Yesterday, Gallup released data showing that Obama returned to pre-debate levels over their last two days of interviews, suggesting that Romney’s bounce had already come and gone. Similarly, today’s Gallup poll seems to suggest that Obama’s strong showings are continuing.
There are other hints that Obama has fared better in interviews conducted after October 5th than he did immediately after the debates. Perhaps it was the waning memory of the debate or Friday’s jobs numbers, but there is a case that Obama has performed better in national and battleground surveys (I decided to exclude neurotic polls of MA) where the majority of interviews appear to have been conducted on October 6th or later than those where most interviews were conducted on October 4th or 5th.
And these are not the only polls suggesting that Obama might have rebounded from his post-debate nadir.
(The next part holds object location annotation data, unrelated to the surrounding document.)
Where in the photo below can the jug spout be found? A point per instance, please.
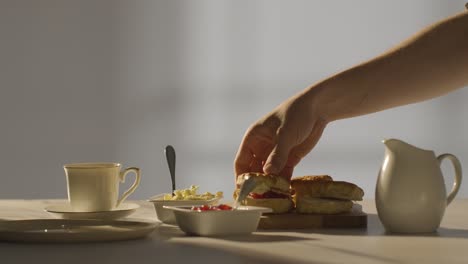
(394, 145)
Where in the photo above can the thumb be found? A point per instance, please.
(277, 158)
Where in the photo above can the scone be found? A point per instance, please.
(321, 195)
(270, 191)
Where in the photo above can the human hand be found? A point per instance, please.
(277, 142)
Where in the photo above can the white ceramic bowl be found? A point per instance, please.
(167, 216)
(243, 220)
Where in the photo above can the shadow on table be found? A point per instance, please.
(144, 251)
(167, 232)
(375, 228)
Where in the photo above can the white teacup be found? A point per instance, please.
(95, 186)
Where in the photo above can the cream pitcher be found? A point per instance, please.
(410, 192)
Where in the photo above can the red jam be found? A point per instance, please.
(267, 195)
(220, 207)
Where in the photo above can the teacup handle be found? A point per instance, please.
(122, 175)
(458, 175)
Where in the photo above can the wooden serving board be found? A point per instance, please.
(354, 219)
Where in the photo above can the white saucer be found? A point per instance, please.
(65, 211)
(61, 230)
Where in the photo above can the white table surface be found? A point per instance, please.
(167, 244)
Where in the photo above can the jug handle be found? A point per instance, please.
(458, 174)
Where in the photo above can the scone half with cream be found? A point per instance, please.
(270, 191)
(320, 194)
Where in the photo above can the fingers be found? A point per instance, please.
(243, 159)
(253, 151)
(285, 155)
(279, 155)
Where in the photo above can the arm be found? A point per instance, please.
(430, 64)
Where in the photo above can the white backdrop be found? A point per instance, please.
(119, 80)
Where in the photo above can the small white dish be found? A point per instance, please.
(60, 230)
(241, 221)
(167, 216)
(65, 211)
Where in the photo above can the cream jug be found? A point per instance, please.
(410, 192)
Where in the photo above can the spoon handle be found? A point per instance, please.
(170, 156)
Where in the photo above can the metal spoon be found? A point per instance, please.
(170, 157)
(247, 186)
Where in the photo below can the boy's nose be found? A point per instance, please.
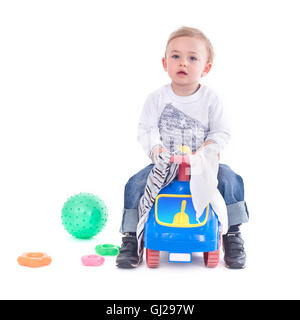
(183, 63)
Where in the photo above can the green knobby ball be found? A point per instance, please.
(84, 215)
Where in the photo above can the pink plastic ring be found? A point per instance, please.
(92, 260)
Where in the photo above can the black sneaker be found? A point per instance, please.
(234, 252)
(128, 257)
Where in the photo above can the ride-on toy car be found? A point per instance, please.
(172, 225)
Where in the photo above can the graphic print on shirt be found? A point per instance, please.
(178, 129)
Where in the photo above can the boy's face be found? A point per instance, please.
(186, 61)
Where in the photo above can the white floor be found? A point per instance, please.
(268, 275)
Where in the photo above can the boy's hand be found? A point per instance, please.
(156, 152)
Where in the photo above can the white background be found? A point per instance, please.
(73, 78)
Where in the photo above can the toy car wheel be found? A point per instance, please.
(211, 259)
(152, 258)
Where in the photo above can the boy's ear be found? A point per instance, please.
(164, 61)
(206, 69)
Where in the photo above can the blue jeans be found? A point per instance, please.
(230, 185)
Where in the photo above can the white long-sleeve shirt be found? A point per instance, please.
(173, 121)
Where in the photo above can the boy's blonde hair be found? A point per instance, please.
(194, 33)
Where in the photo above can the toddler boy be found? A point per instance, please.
(185, 113)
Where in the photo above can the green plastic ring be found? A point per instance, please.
(107, 249)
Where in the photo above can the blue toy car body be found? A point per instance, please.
(172, 226)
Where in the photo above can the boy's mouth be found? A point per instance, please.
(181, 73)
Over the last twenty-four hours, CNN shows Obama leading by four points in Ohio, while PPP actually shows Obama making gains in Minnesota. And while Rasmussen suggests that Romney has made gains in Pennsylvania, nearly all of their other state polls show the president performing well in the battleground states since Sunday. Similarly, PPP suggested that their interviews on Saturday and Sunday were quite strong for the president and the ABC/Washington Post favorability poll found Obama and Romney near pre-debate levels, with the exception of a very strong night of interviews for Romney on the Thursday following the debates.
But! The picture isn’t nearly as clear as I just made it seem. Neither Rasmussen nor Reuters/Ipsos show Obama making gains over the last few days and Reuters/Ipsos actually finds Obama continuing to slide in today’s survey, which was conducted entirely after October 5th. And most of the reason why Obama appears to be performing better over the last few days is due to Rasmussen surveys in Colorado, Iowa, and New Hampshire, but Rasmussen’s pre-DNC surveys were unrealistically poor for the president, making the most recent surveys look better. If one excludes the Rasmussen state surveys, Romney has gained an average of 4 points in post-October 5th polls compared to 6.4 points before October 5, with polls like the Washington Times/Zogby showing Romney holding onto big gains.
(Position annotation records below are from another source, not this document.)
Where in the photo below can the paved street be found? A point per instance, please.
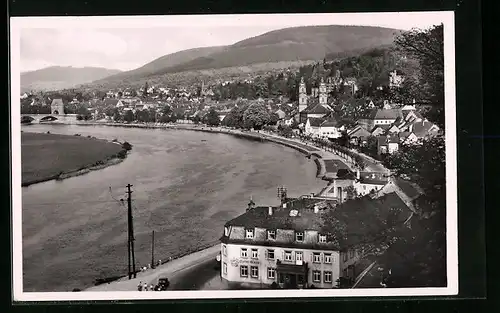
(198, 267)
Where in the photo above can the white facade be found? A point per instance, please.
(255, 266)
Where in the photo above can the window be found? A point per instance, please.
(317, 257)
(322, 238)
(328, 258)
(249, 234)
(254, 271)
(243, 271)
(271, 234)
(255, 254)
(317, 276)
(328, 277)
(244, 252)
(271, 273)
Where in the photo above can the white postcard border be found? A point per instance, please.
(16, 24)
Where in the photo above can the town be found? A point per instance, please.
(374, 133)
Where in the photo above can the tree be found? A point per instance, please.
(256, 116)
(145, 92)
(427, 48)
(212, 118)
(273, 119)
(351, 192)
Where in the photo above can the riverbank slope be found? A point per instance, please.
(49, 156)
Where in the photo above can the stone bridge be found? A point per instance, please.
(66, 119)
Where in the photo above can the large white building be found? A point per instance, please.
(288, 245)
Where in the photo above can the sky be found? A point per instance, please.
(127, 43)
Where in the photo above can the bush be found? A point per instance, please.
(127, 146)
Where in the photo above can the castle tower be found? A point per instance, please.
(323, 97)
(302, 95)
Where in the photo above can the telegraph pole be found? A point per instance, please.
(130, 234)
(153, 250)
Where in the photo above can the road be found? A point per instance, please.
(192, 270)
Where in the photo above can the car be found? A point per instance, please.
(163, 284)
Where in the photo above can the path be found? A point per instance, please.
(173, 270)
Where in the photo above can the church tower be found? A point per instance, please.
(323, 97)
(302, 95)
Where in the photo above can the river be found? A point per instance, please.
(186, 185)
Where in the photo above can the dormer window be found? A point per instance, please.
(249, 234)
(299, 236)
(271, 234)
(322, 239)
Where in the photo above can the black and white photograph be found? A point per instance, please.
(234, 156)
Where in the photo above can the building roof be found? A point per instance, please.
(111, 101)
(57, 102)
(421, 129)
(331, 122)
(364, 218)
(315, 122)
(381, 114)
(357, 221)
(410, 189)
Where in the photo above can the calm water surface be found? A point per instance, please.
(186, 186)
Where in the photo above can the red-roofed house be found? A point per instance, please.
(376, 117)
(290, 245)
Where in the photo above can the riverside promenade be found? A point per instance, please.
(196, 271)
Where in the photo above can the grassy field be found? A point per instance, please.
(46, 156)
So although Gallup, CNN, PPP, YouGov/Economist are consistent with the idea that the Romney’s bounce receded, Zogby, ARG, and Reuters/Ipsos do not point toward movement in Obama’s direction, while Rasmussen suggests that both Romney never received a bounce and that Obama hasn’t gained over the weekend. In the aggregate, it looks like Romney’s bounce has subsided a bit, but a few more days of data will help resolve whether Romney’s bounce is largely intact.